On 25 July 2019, the City of Johannesburg's electricity service provider, City Power, suffered a ransomware attack which encrypted its databases, applications and network. The attack disabled the utility's website and prevented its customers from being able to purchase electricity from the utility which potentially impacted up to a quarter of a million customers. In addition, City Power was delayed from responding to localised blackouts, leaving several suburbs in the dark, as City Power's systems were unable to efficiently detect faults in the entity's distribution system.

Similarly, in March 2022, South Africa's state-owned national electricity utility, Eskom, which generates and distributes the majority of South Africa's electricity, suffered a ransomware attack. During the attack, crucial information from the company's servers was offered for sale by the hackers on the dark web.

A matter of particular concern is the vulnerability of generation and distribution assets in South Africa to cyber security threats. Whilst there has been no publicised event in which an Eskom power station or a private renewable energy company's generating assets have been attacked, the threat of this cannot be discounted as many such attacks have been observed overseas. A prominent example is the cyberattack suffered by a European wind turbine manufacturer whose satellite connection, remote monitoring and control of its wind turbines was disrupted. The disruption affected approximately 5800 wind turbines or the equivalent of 11 gigawatts of installed capacity. Fortunately, power supply stability could be maintained as the affected wind turbines switched to automatic mode, thus allowing them to operate, despite the disruption. However, the attack had necessitated the need for lengthy and costly upgrades to the company's hardware and software as well as the several months it took to restore connection with all of the affected wind turbines.

The above examples represent, amongst other threats, an attack on a company's ability to generate revenue, maintain the functioning of its critical infrastructure, a data breach of sensitive information and a disruption of communication between a company and its generating assets.

Increasingly, these threats represent a hybrid threat to both a company's cyber space (eg. an online payment system) as well as its physical assets (eg. with the operation of generating assets). Such a threat clearly necessitates increased cyber security resilience from a practical, IT and legal perspective.

Statutory and contractual obligations on energy clients to ensure cyber security resilience

In its most basic form, cyber security resilience refers to specific measures or strategies, developed, implemented and monitored by an organisation to both reduce the risk of a cyberattack and, upon occurrence, to mitigate against its effect.

This could include taking preventative technical and organisational steps to reduce the risk of a successful cyberattack and upon the occurrence of an attack, to establish or activate a response team, identify the breadth and depth of the risk, to contain it and, once initial threat vector has been established, recover and build back stronger from the cyberattack.

We believe that the development, implementation and monitoring of a cyber resilience strategy may become both a contractual and / or statutory obligation in the South African energy sector.

In respect of statutory obligations, entities in the energy sector should familiarise themselves with the Critical Infrastructure Protection Act No 8 of 2019 ("CIPA"; in force since 1 April 2022).

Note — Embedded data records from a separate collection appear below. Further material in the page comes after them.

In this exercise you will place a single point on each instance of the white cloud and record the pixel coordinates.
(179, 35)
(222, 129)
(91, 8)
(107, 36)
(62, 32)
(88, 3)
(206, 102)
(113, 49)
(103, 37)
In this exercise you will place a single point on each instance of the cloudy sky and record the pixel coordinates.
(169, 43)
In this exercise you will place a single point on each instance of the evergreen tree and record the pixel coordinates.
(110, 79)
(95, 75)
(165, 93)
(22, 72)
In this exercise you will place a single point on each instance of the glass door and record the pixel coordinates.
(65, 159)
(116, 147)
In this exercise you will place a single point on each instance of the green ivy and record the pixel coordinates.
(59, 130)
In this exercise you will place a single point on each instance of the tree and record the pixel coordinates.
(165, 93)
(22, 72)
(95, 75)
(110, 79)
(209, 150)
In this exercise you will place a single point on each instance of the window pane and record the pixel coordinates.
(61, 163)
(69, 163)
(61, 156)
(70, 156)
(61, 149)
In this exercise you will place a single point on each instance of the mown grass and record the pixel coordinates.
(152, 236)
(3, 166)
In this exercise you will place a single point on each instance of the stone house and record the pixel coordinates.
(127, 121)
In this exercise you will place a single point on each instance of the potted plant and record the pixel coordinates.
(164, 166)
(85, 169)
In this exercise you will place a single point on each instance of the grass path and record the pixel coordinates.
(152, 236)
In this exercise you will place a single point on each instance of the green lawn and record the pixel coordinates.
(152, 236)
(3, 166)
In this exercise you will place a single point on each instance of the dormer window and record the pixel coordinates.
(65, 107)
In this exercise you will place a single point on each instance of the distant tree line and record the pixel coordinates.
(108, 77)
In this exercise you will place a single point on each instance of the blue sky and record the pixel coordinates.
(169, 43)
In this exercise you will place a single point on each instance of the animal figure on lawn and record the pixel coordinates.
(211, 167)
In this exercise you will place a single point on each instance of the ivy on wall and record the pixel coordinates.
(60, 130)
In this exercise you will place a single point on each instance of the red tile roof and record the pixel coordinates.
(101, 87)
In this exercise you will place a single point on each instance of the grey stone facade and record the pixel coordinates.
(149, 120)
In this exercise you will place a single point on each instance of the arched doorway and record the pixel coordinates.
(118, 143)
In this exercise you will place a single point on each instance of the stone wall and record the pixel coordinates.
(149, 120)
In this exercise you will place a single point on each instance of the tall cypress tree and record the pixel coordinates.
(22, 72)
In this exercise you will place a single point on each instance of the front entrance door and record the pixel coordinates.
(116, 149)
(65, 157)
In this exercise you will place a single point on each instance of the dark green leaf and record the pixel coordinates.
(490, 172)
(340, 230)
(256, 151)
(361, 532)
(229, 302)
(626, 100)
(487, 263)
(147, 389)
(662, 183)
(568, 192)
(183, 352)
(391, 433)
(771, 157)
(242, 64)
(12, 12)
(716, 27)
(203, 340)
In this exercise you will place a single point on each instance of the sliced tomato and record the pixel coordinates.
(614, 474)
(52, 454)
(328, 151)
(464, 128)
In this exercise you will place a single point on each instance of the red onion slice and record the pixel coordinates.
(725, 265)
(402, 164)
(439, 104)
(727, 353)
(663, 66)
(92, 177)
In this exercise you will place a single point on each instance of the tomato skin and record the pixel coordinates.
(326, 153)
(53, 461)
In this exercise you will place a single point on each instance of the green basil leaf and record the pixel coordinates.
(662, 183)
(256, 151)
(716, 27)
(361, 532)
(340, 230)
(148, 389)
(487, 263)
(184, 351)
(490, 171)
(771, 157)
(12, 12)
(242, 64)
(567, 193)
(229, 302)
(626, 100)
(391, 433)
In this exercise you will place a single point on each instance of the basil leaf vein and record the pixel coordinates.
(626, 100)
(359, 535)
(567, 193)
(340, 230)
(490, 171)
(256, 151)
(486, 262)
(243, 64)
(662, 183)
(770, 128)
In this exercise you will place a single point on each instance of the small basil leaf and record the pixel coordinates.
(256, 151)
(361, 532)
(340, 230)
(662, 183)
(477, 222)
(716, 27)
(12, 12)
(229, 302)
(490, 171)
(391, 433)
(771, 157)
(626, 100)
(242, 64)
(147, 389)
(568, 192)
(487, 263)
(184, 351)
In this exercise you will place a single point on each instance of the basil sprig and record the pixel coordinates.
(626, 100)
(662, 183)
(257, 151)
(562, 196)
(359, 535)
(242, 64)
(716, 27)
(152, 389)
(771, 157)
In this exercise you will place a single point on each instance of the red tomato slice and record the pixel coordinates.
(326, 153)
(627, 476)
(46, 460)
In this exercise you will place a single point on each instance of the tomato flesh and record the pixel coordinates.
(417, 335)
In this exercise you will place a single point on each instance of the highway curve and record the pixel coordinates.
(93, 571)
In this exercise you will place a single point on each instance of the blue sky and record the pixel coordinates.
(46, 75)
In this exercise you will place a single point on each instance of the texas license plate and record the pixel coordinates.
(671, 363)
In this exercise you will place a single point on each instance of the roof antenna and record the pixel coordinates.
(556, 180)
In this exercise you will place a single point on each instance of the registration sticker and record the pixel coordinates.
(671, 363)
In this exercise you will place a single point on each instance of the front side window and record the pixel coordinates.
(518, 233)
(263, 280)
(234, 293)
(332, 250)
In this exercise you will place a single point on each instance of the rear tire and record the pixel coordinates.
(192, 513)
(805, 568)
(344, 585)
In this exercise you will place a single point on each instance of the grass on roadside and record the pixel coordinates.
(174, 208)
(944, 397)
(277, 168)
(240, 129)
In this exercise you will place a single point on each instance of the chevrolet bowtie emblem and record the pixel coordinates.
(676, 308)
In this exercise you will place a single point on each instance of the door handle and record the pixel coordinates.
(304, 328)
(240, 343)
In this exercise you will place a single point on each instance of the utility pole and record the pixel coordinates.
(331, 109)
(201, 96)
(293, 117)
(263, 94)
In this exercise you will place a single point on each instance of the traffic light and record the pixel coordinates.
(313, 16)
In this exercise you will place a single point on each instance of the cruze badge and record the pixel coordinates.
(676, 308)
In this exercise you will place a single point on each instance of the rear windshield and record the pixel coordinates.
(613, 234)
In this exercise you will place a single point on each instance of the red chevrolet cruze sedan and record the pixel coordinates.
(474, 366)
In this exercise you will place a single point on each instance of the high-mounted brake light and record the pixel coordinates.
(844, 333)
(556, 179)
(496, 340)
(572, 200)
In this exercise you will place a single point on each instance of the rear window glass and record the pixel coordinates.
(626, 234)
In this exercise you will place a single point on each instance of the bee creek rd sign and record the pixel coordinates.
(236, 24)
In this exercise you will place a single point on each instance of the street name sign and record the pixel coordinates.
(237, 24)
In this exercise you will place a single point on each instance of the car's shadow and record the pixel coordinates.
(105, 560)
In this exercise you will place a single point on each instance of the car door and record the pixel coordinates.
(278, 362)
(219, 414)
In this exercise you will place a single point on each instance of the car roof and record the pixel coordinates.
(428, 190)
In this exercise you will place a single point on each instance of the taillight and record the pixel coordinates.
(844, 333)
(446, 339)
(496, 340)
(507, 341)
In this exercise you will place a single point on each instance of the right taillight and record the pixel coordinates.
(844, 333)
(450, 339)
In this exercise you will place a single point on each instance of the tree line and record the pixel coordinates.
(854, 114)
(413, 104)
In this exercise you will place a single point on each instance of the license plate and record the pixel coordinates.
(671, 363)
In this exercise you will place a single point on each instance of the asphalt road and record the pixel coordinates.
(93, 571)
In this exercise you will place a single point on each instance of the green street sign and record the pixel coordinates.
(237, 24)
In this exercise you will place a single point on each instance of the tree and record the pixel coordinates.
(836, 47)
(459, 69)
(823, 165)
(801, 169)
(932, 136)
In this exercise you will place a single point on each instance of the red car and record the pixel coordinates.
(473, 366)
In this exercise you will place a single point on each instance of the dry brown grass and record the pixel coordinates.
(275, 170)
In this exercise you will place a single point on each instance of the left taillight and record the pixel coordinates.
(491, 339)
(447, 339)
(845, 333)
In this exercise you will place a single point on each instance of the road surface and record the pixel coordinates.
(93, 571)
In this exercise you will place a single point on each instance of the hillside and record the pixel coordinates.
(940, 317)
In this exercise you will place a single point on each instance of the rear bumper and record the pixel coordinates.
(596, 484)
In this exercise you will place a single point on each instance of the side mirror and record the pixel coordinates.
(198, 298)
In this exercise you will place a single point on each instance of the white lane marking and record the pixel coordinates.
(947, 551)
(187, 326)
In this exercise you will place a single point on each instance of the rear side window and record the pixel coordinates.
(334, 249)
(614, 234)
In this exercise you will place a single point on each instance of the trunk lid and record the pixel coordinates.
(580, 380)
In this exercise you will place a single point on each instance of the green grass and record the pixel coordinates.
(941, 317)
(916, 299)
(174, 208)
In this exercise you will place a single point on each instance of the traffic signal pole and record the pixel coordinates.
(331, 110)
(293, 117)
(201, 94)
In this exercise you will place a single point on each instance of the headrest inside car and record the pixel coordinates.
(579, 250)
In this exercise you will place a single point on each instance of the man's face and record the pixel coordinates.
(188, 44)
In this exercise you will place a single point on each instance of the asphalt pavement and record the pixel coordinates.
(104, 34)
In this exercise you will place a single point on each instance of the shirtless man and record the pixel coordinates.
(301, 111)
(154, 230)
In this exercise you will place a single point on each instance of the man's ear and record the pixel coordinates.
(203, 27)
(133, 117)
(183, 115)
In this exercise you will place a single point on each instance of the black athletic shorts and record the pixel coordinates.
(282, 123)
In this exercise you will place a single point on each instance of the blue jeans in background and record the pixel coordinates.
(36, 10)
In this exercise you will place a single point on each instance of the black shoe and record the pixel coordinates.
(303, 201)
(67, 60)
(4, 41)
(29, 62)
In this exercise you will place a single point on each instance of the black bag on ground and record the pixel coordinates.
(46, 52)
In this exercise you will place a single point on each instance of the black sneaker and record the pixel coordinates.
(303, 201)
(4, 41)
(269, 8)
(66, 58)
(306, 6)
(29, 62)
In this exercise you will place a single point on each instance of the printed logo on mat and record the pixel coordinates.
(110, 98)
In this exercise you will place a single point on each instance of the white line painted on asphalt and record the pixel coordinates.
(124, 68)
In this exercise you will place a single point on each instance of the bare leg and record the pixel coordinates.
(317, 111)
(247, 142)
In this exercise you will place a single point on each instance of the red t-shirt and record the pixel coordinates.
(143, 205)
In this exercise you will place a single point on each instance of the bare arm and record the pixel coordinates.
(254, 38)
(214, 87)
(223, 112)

Under CIPA Chapter 4, a 'person in control' of any 'infrastructure', which has been declared as 'critical infrastructure', by the Minister of Police must take such steps as may be prescribed to them by the Minister of Police to 'secure' such 'critical infrastructure'. Subject only to certain narrow exceptions, it is the 'person in control' of a 'critical infrastructure' who shall bear the cost and responsibility to implement the required security measures and must appoint a person to oversee the fulfilment of these duties.

CIPA defines the term 'security' as including, but not limited to (i) physical security, (ii) contingency plans applicable to critical infrastructure and (iii) measures aimed at protecting critical infrastructure. We believe the obligation to develop and implement a cyber resilient strategy will form part of the security measures, in terms of items (ii) and (iii) above, that must be taken once 'infrastructure' is declared 'critical infrastructure'. We note, however, that no 'infrastructure' has yet been declared as 'critical infrastructure' as per Chapter 3 of CIPA.

Nevertheless, given the significant consequences for a company of a hybrid cyberattack, we anticipate that contractual obligations will become increasingly prevalent as these do not require a legislative process to be followed before being put in place and the extent of the obligations are subject to negotiation between parties who may freely draw inspiration from common practices abroad.

The content of this article is intended to provide a general guide to the subject matter. Specialist advice should be sought about your specific circumstances.